1958年に発表された『Moanin'』は、アート・ブレイキー&ジャズ・メッセンジャーズの代表作です。ハードバップの名盤としてジャズ史に名を刻み、LPレコードとしてリリースされるや否や、多くのジャズファンの間で熱狂的に支持されました。

  • 特徴的なトラック: タイトル曲「Moanin'」は、ボビー・ティモンズの作曲によるキャッチーでブルージーなテーマが印象的です。力強いブレイキーのドラムとリー・モーガンのトランペット、ベニー・ゴルソンのサックスが絶妙なバランスで織り成されています。
  • レコード音質: オリジナル盤はブルーノート・レーベルから600シリーズ(BLP 1560)としてリリースされ、ウォルター・ウインターが収録されたこのLPは、モノラル録音の暖かみと音圧の強さが特徴です。アナログファンにとっては欠かせない一枚です。
  • メンバー: リー・モーガン(トランペット)、ベニー・ゴルソン(テナーサックス)、ボビー・ティモンズ(ピアノ)、ジェームズ・ベンソン(ベース)、アート・ブレイキー(ドラム)による黄金ラインナップ。

名盤紹介:『Free for All(フリー・フォー・オール)』

1964年にリリースされた『Free for All』は、ジャズ・メッセンジャーズの演奏力のピークを示すアルバムの一つです。コロムビア・レコードからのリリースですが、オリジナルのモノラルLPは収集価値が非常に高いです。

  • ハードバップの真髄: タイトル曲の「Free for All」は複雑でエネルギッシュなアレンジが特徴で、特に強烈なブレイキーのドラムソロは聴きどころの一つです。
  • メンバー: フレディ・ハバード(トランペット)、ウェイン・ショーター(テナーサックス)、ホレス・パーラン(ピアノ)、レイ・ブラウン(ベース)、アート・ブレイキー(ドラム)というラインナップ。
  • 当時のLP収集の価値: 1964年の初版モノラルLPは、特にアート・ブレイキーのファンやハードバップ・コレクターに重宝されており、ヴィンテージレコード市場でも高値で取引されています。

名盤紹介:『A Night in Tunisia(ナイト・イン・チュニジア)』

1957年に録音されたこの作品は、『Moanin'』と並んでブレイキーの代表作の一つとされています。ブルーノート・レーベルのLPとして出されたこのアルバムは、同年に惑星的に有名な曲「A Night in Tunisia」を収録しており、リスナーを魅了し続けています。

  • 名曲「A Night in Tunisia」: ディジー・ガレスピーの名曲をブレイキーがリーダーとして進化させた演奏が聴けます。
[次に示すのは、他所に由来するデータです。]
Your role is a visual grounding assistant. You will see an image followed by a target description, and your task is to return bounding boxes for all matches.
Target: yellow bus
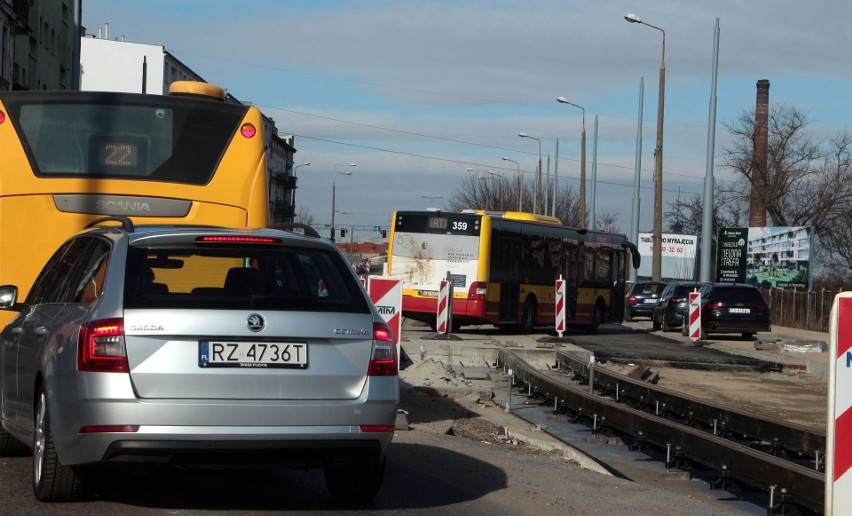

特にホレス・シルバーのピアノとブレイキーの力強いリズムが融合しています。
  • 録音の質: ブルーノートの印象的なエンジニア、アルフレッド・ライオンの手による録音技術が高く評価され、オリジナル盤は音質が非常に良好です。
  • アナログ盤の魅力: このLPは、ジャケットのデザインも秀逸で、コレクターズアイテムとしても人気があります。オリジナルのモノラル盤は特にレアです。

ブレイキーのドラムが際立つライブ盤

アート・ブレイキーはライブ演奏でもその真骨頂を発揮しました。ステージ上のオーディエンスの熱気がそのまま伝わるアナログ録音は、当時のジャズクラブの臨場感を残しています。

  • 『Ugetsu』 (1963年): 日本で録音されたライブアルバムで、ブルーノートからのリリースです。特に和製ジャズファンには欠かせない名盤で、初版のアナログLPは大変貴重です。
  • 『In Walked Bud』 (1978年): 70年代のライブ録音であるものの、アナログ盤でのリリースがあり、ブレイキーの演奏技術が衰えることなく健在であることを実感できます。

アート・ブレイキーのレコード収集のポイント

アート・ブレイキーの音楽をレコードで楽しむ際には、以下の点に注意するとより良い音質と資料的価値が得られます。

  • レーベルとプレスの見極め: ブルーノートの初期プレス盤やコロムビアのモノラル盤は音質がよく、希少価値も高いです。盤の刻印や封入ジャケットの状態も必ず確認しましょう。
  • 盤面状態: ジャズのレコードは中古市場に多く出回っていますが、スクラッチやホコリによるノイズを避けるため、盤面が綺麗なものを選ぶのが重要です。
  • リリース年とバージョンの違い: モノラル盤とステレオ盤で音の雰囲気が異なるため、自分の好みのサウンドを探してみるのも面白いです。

まとめ

アート・ブレイキーは、ジャズ・ドラム界に革命を起こし、多くの後進ミュージシャンに影響を与えた偉大なアーティストです。彼の演奏を収録したレコード、特に1950~60年代のアナログLPは音質、歴史的価値ともに非常に高く、ジャズファンやレコードコレクターにとって宝物のような存在です。

今回挙げた『Moanin'』『Free for All』『A Night in Tunisia』は、彼の芸術性とバンドのダイナミズムが最大限に表現された名盤ばかり。これらをオリジナルのアナログ盤で聴くことで、彼のジャズが持つリアルな躍動感と温かみがより一層味わえます。ぜひアート・ブレイキーの世界をレコードで体験し、ジャズの奥深さに浸ってみてください。